When one refers to “the Internet,” one is actually referring to a global network of computer networks that follows the Transmission Control Protocol and the Internet Protocol (TCP/IP) which specify how data is formatted, addressed, sent, routed, and received. When a person sits down at a computer and opens up a web-browser to go to a specific webpage, he or she begins a series of data transfers. First, the command to go to a website is passed from the computer through copper cable wires, or to a wireless router which connects to a cable jack. The request is then sent to a modem in the person’s local Internet service provider hub. Next, the request leaves the hub and goes to a company’s server or a data center that houses many smaller websites. The requested website receives a ping which notifies it that a computer is requesting access and as well as that computer’s location. The website then sends the requested data back through the same chain of connection through data packets. TCP/IP breaks data up into smaller bits that are known as packets. These packets are assigned IP addresses that designate the destination computer and the port location in that particular machine. The data packets may not follow the same path if a person’s router determines that some packets of data may move more quickly if they go by an alternate route through different servers and hubs.

As mentioned in the previous paragraph, packets of data are tagged with an address which directs them to the destination computers as well as the port location in a given computer. Ports constructs within a computer’s operating system that relate to specific software or applications that are responsible for specific processes. Data packets also have port addresses so that the information they carry reaches the appropriate location within a computer. Approximately 250 port numbers have become “well-known,” meaning that they are registered and reserved for specific purposes cross computer networks.

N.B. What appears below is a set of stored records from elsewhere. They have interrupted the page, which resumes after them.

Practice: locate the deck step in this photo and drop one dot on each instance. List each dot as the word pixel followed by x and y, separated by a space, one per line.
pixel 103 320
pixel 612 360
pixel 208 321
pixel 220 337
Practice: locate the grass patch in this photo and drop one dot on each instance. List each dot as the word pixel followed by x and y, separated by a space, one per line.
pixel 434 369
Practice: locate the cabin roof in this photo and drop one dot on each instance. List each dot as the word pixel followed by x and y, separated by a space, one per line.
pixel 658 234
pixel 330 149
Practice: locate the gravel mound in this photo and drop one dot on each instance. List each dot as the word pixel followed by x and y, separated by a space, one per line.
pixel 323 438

A brief history of the Internet

Please see How Did the Internet Come to be?

The Significance of Search Engines

It is not possible to provide an adequate explanation of the Deep Web, and the variety of networks which fall under this catchall term, without providing a discussion of its antonym, i.e. the Surface Web. The Surface Web, also known as the indexable Web, is the portion of the World Wide Web that conventional search engines, such as Google, Bing, Yahoo!, AOL, Ask, and Baidu have made accessible through indexing.

Search engines construct databases of the Web by using programs called Web crawlers, or spiders, which operate as explorers and archivers. They also create the Surface Web, which many people consider to be the entire Internet. However, because spiders are unable to access certain kinds of webpages and networks, a portion of the Internet is inaccessible. In other words, because of the limitations of Web crawling software, conventional search engines have unintentionally created virtual regions of the Internet, through omission, which we call the Deep Web. In addition, although there does not have to be any great technical difference between a website “in the Surface Web” and one “in the Deep Web” (they could both be on the same server), the inaccessibility of these websites has contributed to the idea of the Deep Web being a den of nefarious, illegal, and/or exciting activity.

How Web crawlers work

Web crawlers, or spiders, are programs that browse the Internet and copy pages that their parent search engines will later index and make accessible to users. Spiders go through uniform resource locators (or URLs, also known as web addresses especially when used with HTTP) and search for all hyperlinks on a given webpage. The spiders then “crawl” via hyperlinks to all linked pages, pulling keywords and metadata for future indexing. In addition, by following the links between pages, the spiders create a map of the accessible Internet.

The limitations of Web crawlers

Spiders’ attempts to crawl the Web can be hampered by a number of factors. Naturally, they are unable to find webpages that are not linked to any other pages. Web crawlers rely on normally shaped URLs, i.e. web addresses that are relatively short and contain real words. In addition, they are unable to pull keywords from pages written in non-HTML languages, such as JavaScript. Most significantly, they are unable to access databases that require users to input search terms, or get past password protections, or CAPTCHAs. As a result, websites that prevent spiders from “crawling” their pages do not become accessible via a search engine and, therefore, are not on the Surface Web.

The Deep Web

Having discussed how the Surface Web is constructed from a technical standpoint, it is now possible to define the Deep Web by describing how it is different. The term “Deep Web” can be seen as an umbrella term to describe any network that is not accessible through the commonly used search engines. As discussed in The limitations of Web Crawlers, there are many ways that websites resist, intentionally or unintentionally, web crawlers attempts to save and index their pages.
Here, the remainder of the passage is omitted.